El presidente municipal de Ixhuatlán del Sureste, Veracruz, el emecista Raúl González Martínez, está acusado de ordenar el asesinato de la periodista Roxana Guzmán, quien fue secuestrada el 2 de junio y encontrada muerta el 3 de julio. La fiscalía estatal pidió al Congreso estatal retirarle el fuero para procesarlo como presunto autor intelectual del crimen. Hasta hoy ya hay ocho personas presas, entre ellas policías municipales vinculados a un grupo criminal.
El 22 de julio, en San Pablo Etla, Oaxaca, mataron a tiros a Francisco Alejandro Leyva Aguilar. Había dirigido la Corporación Oaxaqueña de Radio y Televisión entre 2018 y 2019, y desde su columna El Zumbido del Moscardón criticaba al gobierno estatal y la inseguridad. Denunció amenazas de muerte desde 2025 y nadie lo protegió.

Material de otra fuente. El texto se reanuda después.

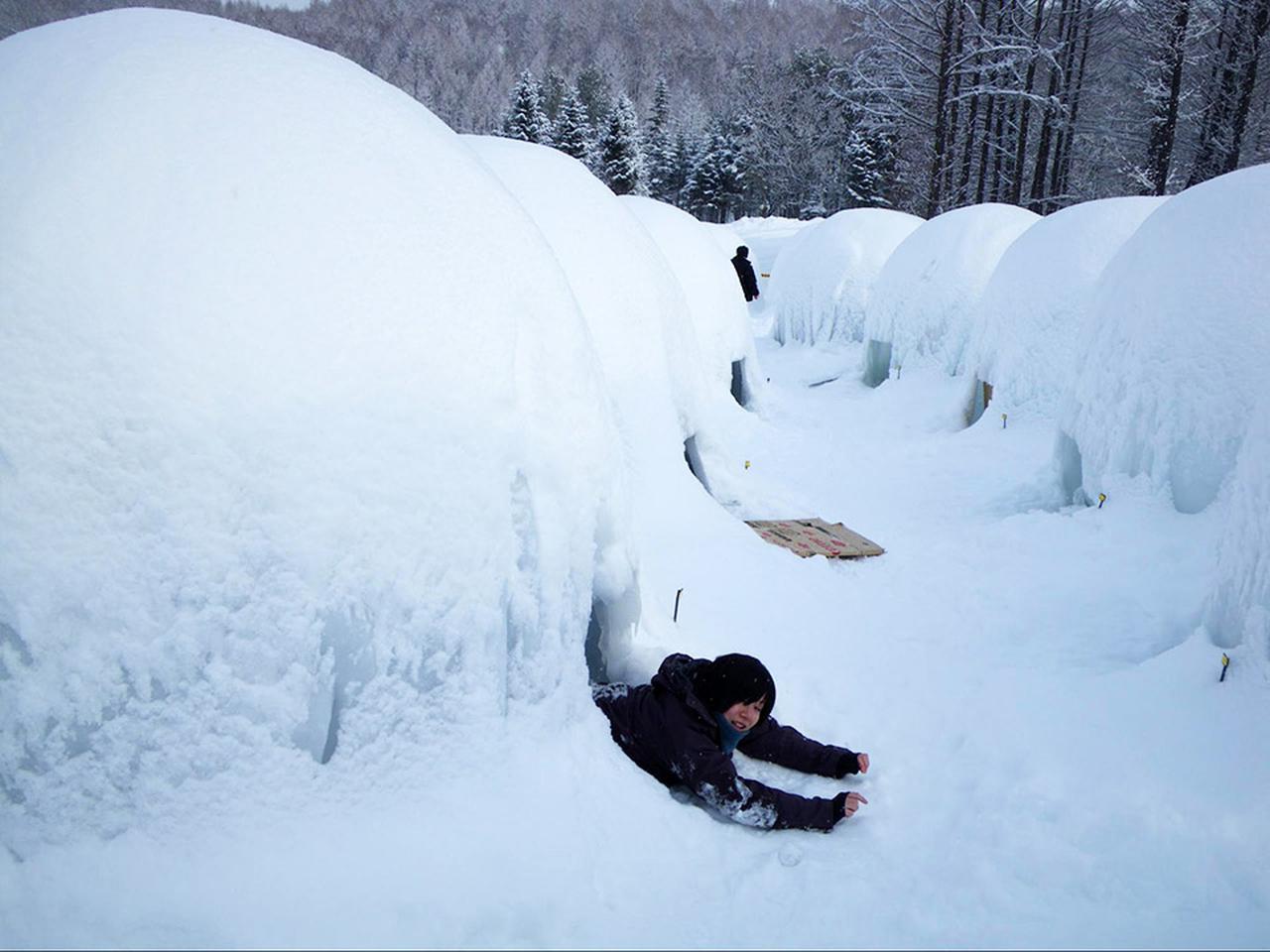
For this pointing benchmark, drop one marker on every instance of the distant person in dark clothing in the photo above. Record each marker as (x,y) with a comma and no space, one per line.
(746,272)
(685,725)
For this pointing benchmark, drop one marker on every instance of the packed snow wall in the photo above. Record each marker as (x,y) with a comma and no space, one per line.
(825,276)
(1238,610)
(304,447)
(925,301)
(1035,309)
(716,304)
(1175,361)
(639,321)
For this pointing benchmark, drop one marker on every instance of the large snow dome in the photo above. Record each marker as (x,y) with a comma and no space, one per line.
(635,311)
(1035,308)
(299,420)
(1178,353)
(824,278)
(925,302)
(715,301)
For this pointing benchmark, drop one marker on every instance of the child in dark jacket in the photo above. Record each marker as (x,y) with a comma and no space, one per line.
(684,726)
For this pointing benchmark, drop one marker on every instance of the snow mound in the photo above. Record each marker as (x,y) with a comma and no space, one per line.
(1176,358)
(1035,308)
(638,320)
(824,278)
(925,302)
(303,444)
(715,301)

Estas y otras historias explican mejor lo que cuesta hoy ejercer el periodismo local en México. ARTICLE 19, la organización internacional independiente dedicada a defender la libertad de expresión y el derecho a la información, documenta ya 181 periodistas asesinados en México desde 2000. 25 ocurrieron con Vicente Fox, 48 con Felipe Calderón, 47 con Enrique Peña Nieto y otros 47 con Andrés Manuel López Obrador. Durante el gobierno de la presidenta Claudia Sheinbaum van, hasta ahora, 14. La cuenta no distingue colores partidistas.
2026 no ha terminado y ya son siete los periodistas asesinados en el año. Además de Leyva y Roxana Guzmán, la lista incluye a Josué Martínez Contreras en Puebla, Manuel Mora Serna en Guerrero, Carlos Ramírez Castro y Luis Ángel López Valdez en Veracruz, y Juan David Gámez en Nuevo León. La mayoría había alertado sobre amenazas antes de morir.

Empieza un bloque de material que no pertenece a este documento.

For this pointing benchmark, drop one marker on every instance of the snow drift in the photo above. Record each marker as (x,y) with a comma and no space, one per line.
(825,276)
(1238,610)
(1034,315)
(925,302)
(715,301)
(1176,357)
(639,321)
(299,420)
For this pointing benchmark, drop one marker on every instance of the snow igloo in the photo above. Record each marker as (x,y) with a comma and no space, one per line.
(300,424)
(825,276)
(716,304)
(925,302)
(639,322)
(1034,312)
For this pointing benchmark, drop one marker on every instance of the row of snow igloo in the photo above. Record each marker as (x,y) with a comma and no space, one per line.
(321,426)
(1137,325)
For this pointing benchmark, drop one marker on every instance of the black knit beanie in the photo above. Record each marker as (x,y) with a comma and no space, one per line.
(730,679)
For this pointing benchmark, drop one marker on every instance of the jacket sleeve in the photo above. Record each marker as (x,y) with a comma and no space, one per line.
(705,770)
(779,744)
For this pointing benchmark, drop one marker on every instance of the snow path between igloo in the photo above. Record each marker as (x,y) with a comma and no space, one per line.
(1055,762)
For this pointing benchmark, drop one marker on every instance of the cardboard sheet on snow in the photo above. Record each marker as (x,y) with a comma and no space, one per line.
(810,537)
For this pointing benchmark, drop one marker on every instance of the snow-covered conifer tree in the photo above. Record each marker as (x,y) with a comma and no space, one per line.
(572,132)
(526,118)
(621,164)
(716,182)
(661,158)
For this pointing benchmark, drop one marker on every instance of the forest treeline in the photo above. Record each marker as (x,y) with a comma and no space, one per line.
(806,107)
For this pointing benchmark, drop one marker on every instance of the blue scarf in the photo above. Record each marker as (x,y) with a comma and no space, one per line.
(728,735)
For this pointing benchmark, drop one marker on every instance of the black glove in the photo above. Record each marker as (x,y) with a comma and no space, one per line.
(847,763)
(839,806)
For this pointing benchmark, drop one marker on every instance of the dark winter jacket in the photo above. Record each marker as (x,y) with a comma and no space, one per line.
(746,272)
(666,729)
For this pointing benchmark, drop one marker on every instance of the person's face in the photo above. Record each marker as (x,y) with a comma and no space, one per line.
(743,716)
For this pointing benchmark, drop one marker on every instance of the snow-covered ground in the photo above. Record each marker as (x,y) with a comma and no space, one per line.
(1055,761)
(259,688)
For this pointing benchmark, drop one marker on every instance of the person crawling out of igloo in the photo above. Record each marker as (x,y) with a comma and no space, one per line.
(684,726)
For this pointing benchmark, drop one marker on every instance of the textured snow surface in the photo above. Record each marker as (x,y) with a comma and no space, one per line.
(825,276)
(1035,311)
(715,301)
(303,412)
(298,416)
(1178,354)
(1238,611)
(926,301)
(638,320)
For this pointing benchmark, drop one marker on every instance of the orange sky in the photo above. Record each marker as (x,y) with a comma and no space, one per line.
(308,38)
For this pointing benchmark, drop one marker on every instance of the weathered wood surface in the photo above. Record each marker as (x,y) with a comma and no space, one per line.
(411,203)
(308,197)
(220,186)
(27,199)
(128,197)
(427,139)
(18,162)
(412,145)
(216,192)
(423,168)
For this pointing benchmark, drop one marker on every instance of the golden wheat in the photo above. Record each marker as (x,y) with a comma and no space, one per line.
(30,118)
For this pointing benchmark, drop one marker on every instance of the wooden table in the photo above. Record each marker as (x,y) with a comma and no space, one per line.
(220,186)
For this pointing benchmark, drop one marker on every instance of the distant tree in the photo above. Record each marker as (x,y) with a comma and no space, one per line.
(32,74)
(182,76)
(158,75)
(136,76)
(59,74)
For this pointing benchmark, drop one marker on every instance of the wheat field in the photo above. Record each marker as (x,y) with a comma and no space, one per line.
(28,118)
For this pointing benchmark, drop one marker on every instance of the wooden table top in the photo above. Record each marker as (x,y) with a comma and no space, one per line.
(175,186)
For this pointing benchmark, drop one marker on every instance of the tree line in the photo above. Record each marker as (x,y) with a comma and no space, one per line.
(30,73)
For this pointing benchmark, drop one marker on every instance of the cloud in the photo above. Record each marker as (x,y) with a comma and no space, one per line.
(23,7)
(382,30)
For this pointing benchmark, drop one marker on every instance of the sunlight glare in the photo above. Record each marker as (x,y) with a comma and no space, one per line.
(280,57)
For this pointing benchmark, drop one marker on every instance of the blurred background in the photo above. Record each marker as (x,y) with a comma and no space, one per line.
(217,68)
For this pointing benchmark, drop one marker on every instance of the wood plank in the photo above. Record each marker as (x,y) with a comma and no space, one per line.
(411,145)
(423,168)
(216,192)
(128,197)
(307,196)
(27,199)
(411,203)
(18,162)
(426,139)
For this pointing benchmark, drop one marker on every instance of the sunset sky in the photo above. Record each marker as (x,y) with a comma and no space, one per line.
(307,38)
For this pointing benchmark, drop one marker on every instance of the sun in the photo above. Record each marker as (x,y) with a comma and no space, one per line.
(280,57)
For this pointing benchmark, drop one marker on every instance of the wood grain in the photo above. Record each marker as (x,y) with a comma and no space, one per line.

El dato que en realidad explica por qué ocurre todo lo anterior viene de la Fiscalía Especializada para la Atención de Delitos cometidos contra la Libertad de Expresión (FEADLE), que reporta que entre julio de 2010 y septiembre de 2025 solo se han logrado nueve sentencias condenatorias por homicidio de periodistas, y cuatro más por tentativa. Nueve condenas contra 181 asesinatos desde el 2000 son la prueba de que, en México, matar a un periodista casi nunca cuesta nada.
Porque la impunidad no acompaña al crimen, lo sostiene. Un asesinato sin autor intelectual identificado ni sentencia firme cumple doble función para quien lo ordenó: silencia la voz incómoda y advierte a las que siguen con vida. En un municipio donde el Estado apenas existe, ese mensaje llega rápido a reporteros, fuentes y funcionarios que podrían filtrar un documento comprometedor.
Lo de Ixhuatlán del Sureste agrega una capa más incómoda. Cuando la fiscalía señala a un gobernante en funciones como autor intelectual del asesinato de una periodista, el asunto deja de ser solo libertad de prensa: se vuelve captura criminal de un gobierno municipal.
La presidenta Sheinbaum condenó el crimen, pero las condenas discursivas se acumulan mientras las sentencias judiciales casi no avanzan. Catorce periodistas asesinados en su gobierno ya no se explican solo como herencia del pasado y los gobernadores tampoco pueden esconderse detrás de la Federación cuando son sus propias policías y fiscalías las que investigan mal estos crímenes. Sin sentencias firmes, las condenas de la presidenta y los gobernadores no sirven de nada.